決定に至った理由だが.....俺は目的も無いのにこの家に置いてもらう理由が見つからないのだ。

だから俺は.....出て行くつもりだった。

迷惑しか残らない。

俺なんかが居ても、だ。


「冨樫さん。短い間でしたが.....」


そこまで話したところで後ろの冨樫さんの部屋のドアが勢い開いたよく開いた。

それから.....胸に手を添えて.....春と七色が顔を見せる。

この家から出て行くの、と俺に向いてくる七色と春。

ちょっと待て。

まさか聞いていたのかコイツら。


「七色.....春。盗み聞きは良くない」


「お父様.....止めないですか!?」


「.....止めたいのはやまやまだ。でも彼は彼なりの考えがあると思う。此方が止める理由は無いと思える」


「.....で、ですが.....」


俺を困惑しながらチラチラ見てくる七色。

それと俺を見る春。

そんな春と七色に俺はゆっくりと頭を下げる。


世話になったな、と言いながらである。

それから俺は冨樫さんに向く。

そしてお礼を告げた。


「お世話になりました。

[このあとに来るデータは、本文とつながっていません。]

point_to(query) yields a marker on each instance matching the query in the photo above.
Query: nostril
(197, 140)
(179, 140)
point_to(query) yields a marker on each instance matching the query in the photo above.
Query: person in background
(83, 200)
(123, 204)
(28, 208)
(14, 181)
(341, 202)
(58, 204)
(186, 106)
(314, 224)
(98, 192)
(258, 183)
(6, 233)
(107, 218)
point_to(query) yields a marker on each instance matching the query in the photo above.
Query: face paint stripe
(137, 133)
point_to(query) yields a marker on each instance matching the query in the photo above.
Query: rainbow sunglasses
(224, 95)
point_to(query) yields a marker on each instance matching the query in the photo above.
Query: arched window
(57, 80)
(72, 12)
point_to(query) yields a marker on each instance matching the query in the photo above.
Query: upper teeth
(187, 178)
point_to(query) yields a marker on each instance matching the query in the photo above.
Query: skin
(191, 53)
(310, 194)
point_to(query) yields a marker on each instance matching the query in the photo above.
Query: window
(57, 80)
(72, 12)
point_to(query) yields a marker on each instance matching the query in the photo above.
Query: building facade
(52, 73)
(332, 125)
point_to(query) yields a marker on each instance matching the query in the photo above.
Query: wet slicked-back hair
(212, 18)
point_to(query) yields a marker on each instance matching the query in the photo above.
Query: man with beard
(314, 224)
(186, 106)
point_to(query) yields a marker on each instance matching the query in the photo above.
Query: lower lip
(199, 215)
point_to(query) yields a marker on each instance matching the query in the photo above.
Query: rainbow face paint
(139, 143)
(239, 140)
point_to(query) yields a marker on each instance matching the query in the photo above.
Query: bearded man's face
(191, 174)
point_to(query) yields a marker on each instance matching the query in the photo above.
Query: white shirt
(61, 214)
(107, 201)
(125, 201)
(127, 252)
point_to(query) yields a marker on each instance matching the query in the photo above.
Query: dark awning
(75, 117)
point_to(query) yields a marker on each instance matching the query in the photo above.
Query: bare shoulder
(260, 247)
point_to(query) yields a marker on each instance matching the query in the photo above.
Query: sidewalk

冨樫さん。春、七色」


俺なんかの様な邪魔者が.....迷惑を掛ける訳にはいかない。

次の継いでくれる人を.....、と思っていたのだが。

俺の腕に七色が絡んできた。

それから首を振る。


「嫌です!私は.....一真さんが良いです!」


「七色!駄目でしょ!尊重しないと.....」


「私は.....一真さんじゃなきゃこの家を支えられないです!」


「し、しかし.....七色.....」


涙目で冨樫さん達に対して否定する七色。

俺はその姿を見ながら膝を曲げて七色の視線に合わせた。

それから見つめる。

七色は俺の視線に涙を浮かべたまま見る。

そして頭に手を添える。


「七色。本当に有難うな今まで。世話になったな。.....感謝しているぞ」


「.....」


七色は納得がいかない、という感じで俺を見てくる。

そして唇を噛んだ。

その姿を見ながら.....俺は妹をふと思い出す。


春と宝珠と七色の姿も。

妹とかもこんな感じだったな、と。

それから冨樫さんを見る。


「.....こんな俺でも役に立てますかね」


「.....それはどういう意味だい?」


「.....俺.....役に立てるなら役に立ちたいと思いました。七色の姿を見て、です」


「.....勿論。君を.....全力でサポートするよ。私は。.....君に負荷が掛からない様になるだけ配慮する」


「.....」


じゃあ俺.....役に立ってみたいです。

と冨樫さんに告げる。

冨樫さんは目を丸くしながら俺を見る。

本当に良いのかい?、とである。

俺は頷く。


「.....春と七色が悲しむ姿を見て.....諦めるのもな、と思いました。.....だから頑張って見ます」


「.....君は.....やっぱり.....」


そこまで言い掛けて冨樫さんは首を振った。

それから.....俺を柔和な目で見てくる。

本当に君は私の期待をいい意味で裏切ってくれる。

君が来てくれて良かった、と。

その様に言ってから笑みを浮かべた。


「.....役に立つ、か」


こんな俺でも.....役に立てるのか?

考えながら.....俺は顎に手を添える。

そして考えてみた。

ボロ雑巾でも役に立てる日が来るんだな、と。